2-1 Août 1973 : la Cimade consacre un dossier à l’Afrique du Sud

[Août 1973 : la Cimade consacre un dossier à l’Afrique du Sud1400]

Le 20 juin 1973, la cour suprême de Pretoria condamne, en vertu de la loi contre le terrorisme (Terrorism Act), 4 syndicalistes sud-africains et 2 étrangers blancs (un Irlandais et un Australien) à des peines de prison allant de 5 à 15 ans. Ce procès a rappelé à l’opinion internationale la répression que connaît alors ce pays.

Dans la première partie de ce dossier, la Cimade tient à informer de l’aggravation de la situation et justifie la publication d’un tel dossier :

‘« Tout un appareil de lois, les méthodes d’interrogation, le traitement des prisonniers, des suspects et même des témoins ont transformé l’Afrique du Sud en un véritable Etat policier fasciste […]. Participant au soutien de projets de « développement » dans le cadre du « Programme de lutte contre le racisme » du Conseil œcuménique des Eglises, la Cimade, en commençant la publication de ce « spécial Afrique du Sud » entend contribuer à l’information de ses amis sur un des plus douloureux et plus explosifs problèmes actuels 1401».’

L’Afrique du Sud « état prison » (titre de la première partie du dossier) et le régime de Pretoria incarnant un « état policier fasciste », de telles expressions témoignent de la condamnation radicale qui s’incarne déjà au sein de la Cimade. Dans sa volonté d’informer, l’organisme tient à parler «  des souffrances de tout un peuple de la lutte longue et difficile de quelques-uns 1402  » mais pointe aussi le doigt sur l’attitude passive de la plupart des observateurs :

‘« Le soutien économique, militaire que notre gouvernement accorde au régime Vorster, le silence de la grande presse, la quasi inactivité des partis politiques et des églises sont autant de raisons pour nous inciter à informer 1403».’

Les membres de la Cimade se sentent donc profondément impliqués par la situation en Afrique du Sud mais surtout par les liens qui unissent le régime de Pretoria à la France. Comme nous l’avons déjà vu, ces liens « honteux » ne cesseront d’être dénoncés par les réformés français mobilisés autour de la question de l’apartheid.

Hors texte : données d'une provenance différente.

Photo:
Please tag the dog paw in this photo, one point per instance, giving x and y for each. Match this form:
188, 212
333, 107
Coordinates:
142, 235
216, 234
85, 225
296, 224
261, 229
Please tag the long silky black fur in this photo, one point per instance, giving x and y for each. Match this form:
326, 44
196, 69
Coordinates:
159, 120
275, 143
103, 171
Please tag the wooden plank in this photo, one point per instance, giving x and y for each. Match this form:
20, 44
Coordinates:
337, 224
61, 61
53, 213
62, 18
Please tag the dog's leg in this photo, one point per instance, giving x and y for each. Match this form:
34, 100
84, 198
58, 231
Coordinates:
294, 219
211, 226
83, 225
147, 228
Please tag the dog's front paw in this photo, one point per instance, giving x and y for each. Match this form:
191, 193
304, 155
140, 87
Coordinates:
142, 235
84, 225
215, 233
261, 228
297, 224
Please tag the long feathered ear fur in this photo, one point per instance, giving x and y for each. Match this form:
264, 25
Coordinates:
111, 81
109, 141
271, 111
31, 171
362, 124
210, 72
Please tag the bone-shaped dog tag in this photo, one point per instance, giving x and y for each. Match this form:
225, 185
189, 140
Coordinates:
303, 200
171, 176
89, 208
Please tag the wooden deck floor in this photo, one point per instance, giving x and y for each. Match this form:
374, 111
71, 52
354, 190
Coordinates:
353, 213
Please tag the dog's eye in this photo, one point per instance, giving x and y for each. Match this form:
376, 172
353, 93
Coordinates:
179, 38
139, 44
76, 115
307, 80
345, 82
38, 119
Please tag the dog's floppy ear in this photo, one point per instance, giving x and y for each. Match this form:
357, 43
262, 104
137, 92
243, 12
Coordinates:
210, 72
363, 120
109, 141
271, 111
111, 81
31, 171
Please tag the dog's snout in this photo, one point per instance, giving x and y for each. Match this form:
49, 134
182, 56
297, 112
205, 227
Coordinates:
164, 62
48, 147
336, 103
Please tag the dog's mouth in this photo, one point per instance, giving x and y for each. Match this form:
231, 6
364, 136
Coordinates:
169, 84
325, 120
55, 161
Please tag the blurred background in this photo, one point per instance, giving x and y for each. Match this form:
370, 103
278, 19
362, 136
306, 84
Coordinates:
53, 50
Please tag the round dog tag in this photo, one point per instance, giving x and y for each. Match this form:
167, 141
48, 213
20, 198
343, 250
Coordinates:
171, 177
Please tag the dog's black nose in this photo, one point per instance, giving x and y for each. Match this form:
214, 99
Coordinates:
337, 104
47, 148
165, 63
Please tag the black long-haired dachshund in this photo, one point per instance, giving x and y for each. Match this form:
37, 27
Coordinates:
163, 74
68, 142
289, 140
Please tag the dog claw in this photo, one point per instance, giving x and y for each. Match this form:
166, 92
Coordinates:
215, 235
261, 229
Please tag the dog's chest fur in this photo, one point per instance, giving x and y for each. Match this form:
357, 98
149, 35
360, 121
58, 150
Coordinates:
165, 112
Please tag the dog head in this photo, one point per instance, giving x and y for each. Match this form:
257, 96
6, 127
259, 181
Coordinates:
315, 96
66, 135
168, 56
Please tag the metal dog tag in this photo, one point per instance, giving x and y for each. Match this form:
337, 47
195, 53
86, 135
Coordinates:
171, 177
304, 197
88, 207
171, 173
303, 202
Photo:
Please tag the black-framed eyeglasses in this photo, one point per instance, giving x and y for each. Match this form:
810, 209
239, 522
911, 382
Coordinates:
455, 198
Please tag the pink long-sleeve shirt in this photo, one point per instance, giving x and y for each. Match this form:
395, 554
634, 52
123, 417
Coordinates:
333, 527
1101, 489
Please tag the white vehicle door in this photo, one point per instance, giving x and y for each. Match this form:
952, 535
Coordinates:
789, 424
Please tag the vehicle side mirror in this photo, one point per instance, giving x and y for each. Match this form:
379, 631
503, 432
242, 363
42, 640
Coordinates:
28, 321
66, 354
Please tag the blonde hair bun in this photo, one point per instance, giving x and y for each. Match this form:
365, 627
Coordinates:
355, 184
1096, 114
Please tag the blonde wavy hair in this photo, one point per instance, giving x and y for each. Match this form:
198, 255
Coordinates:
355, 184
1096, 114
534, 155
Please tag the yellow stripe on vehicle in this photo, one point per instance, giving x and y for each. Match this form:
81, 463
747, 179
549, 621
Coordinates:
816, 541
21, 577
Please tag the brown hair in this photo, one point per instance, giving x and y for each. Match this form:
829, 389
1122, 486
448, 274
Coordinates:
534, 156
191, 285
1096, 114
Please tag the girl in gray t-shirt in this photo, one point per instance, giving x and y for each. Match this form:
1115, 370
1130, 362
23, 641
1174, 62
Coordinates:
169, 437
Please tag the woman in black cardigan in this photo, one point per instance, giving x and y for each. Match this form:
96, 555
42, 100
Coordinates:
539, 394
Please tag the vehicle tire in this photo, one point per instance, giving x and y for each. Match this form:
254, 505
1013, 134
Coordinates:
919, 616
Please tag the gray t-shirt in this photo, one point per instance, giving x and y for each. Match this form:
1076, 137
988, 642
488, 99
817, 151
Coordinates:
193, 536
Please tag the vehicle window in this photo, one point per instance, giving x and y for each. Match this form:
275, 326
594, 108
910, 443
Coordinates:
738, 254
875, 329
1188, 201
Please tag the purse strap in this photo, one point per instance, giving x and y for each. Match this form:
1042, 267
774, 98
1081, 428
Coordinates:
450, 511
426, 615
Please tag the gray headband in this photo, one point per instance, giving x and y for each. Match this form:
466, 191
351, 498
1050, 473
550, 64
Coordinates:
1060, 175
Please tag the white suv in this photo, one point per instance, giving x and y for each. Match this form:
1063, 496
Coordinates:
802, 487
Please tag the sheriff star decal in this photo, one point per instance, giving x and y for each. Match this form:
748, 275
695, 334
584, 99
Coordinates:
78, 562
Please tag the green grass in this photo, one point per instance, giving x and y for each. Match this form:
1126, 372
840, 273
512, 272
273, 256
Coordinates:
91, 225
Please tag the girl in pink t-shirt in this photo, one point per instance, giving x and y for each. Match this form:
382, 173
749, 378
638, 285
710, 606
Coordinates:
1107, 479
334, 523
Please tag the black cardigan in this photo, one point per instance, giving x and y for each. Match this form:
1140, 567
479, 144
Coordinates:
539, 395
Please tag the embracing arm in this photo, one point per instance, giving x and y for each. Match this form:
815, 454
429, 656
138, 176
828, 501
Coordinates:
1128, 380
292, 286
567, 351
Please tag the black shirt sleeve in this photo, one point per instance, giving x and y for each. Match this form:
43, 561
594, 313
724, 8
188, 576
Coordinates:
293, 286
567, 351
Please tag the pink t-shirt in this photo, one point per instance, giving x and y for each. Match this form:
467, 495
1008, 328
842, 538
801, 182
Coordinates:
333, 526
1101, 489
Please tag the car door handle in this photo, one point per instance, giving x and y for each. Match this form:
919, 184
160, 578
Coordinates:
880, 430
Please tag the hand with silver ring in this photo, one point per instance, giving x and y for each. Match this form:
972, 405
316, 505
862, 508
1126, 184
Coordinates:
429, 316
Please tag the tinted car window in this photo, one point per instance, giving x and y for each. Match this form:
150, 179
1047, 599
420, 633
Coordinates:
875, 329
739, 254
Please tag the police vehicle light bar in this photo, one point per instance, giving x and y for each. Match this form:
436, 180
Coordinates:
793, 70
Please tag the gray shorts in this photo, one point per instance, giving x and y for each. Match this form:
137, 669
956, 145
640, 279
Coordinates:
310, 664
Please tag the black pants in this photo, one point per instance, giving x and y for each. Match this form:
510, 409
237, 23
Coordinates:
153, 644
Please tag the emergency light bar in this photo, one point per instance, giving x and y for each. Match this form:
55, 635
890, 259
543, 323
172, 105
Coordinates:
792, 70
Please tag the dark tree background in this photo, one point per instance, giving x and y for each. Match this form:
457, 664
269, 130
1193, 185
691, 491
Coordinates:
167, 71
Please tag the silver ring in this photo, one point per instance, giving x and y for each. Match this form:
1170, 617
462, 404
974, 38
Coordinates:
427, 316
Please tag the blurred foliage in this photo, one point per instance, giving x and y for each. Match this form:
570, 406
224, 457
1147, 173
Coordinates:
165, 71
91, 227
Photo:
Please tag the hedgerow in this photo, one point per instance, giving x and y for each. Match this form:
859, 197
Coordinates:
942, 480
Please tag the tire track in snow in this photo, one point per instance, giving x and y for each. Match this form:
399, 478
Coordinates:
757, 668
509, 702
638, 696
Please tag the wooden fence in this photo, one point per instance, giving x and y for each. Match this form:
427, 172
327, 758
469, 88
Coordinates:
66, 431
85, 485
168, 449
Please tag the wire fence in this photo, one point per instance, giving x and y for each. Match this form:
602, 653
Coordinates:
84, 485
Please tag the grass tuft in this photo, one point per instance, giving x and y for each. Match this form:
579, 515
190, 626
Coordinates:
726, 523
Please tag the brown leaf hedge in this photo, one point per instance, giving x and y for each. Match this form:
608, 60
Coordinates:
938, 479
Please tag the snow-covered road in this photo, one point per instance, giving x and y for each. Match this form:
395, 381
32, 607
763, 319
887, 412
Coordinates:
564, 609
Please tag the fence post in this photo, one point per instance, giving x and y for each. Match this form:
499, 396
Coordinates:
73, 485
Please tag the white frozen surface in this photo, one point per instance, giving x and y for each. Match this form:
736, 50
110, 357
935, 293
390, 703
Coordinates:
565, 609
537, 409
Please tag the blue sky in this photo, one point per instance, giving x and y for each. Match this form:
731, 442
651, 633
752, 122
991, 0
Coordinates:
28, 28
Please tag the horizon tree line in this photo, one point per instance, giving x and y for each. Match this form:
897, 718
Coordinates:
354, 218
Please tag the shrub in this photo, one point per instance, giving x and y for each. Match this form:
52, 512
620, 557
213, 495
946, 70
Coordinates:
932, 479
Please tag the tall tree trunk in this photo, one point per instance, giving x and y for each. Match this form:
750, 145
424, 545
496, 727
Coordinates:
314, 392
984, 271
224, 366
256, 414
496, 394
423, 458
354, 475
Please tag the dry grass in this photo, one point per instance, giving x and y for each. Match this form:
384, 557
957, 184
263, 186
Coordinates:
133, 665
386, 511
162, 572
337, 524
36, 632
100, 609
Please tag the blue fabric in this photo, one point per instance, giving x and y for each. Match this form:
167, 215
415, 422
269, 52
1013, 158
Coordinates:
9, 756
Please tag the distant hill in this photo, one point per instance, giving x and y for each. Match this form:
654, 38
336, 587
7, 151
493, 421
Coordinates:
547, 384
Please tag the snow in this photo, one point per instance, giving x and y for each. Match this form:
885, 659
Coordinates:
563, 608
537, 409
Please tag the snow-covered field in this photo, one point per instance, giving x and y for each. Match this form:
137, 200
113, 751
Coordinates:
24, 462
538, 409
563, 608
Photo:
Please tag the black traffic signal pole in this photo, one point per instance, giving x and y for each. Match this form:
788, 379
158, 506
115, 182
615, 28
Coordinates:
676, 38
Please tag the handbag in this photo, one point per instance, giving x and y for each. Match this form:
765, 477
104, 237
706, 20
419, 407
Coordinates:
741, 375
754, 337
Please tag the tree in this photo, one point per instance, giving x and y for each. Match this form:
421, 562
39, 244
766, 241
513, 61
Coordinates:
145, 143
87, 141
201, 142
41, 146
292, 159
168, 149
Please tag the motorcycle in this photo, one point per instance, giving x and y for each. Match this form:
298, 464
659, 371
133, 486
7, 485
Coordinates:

La deuxième partie du dossier (pp 3-5) est consacrée à l’emprisonnement de Nelson Mandela : on peut y lire une courte biographie jusqu’au procès de Rivonia. Y sont rapportés sa lutte, ses idéaux. Son exemple est ainsi considéré « comme un drapeau d’inspiration à la tête de ceux qui continuent la marche 1404  ».

Dans un tel contexte de répression, c’est toute une partie du dossier (pp 6-9) qui est ensuite consacrée au Terrorism Act, loi de 1967 sur la répression du terrorisme qui permet d’interdire et de sanctionner toute activité, même non politique, susceptible de remettre en cause l’ordre établi. Les rédacteurs rappellent qu’en 1969, l’Assemblée générale des Nations-Unies condamnait le régime sud-africain pour son refus d’abolir ces lois « et de se conformer aux résolutions de l’Assemblée générale et du Conseil de sécurité demandant qu’il soit mis fin à l’oppression et à la persécution de toutes les personnes qui s’opposent à la politique d’apartheid ». Sont donnés ensuite les exemples de plusieurs victimes de cette loi : les nombreux procès pour atteinte à la sécurité de l’état, les cas de torture et de « suicides » au sein des prisons ou des locaux de police. Le dossier présente assez clairement ces suicides comme des crimes perpétrés par la police…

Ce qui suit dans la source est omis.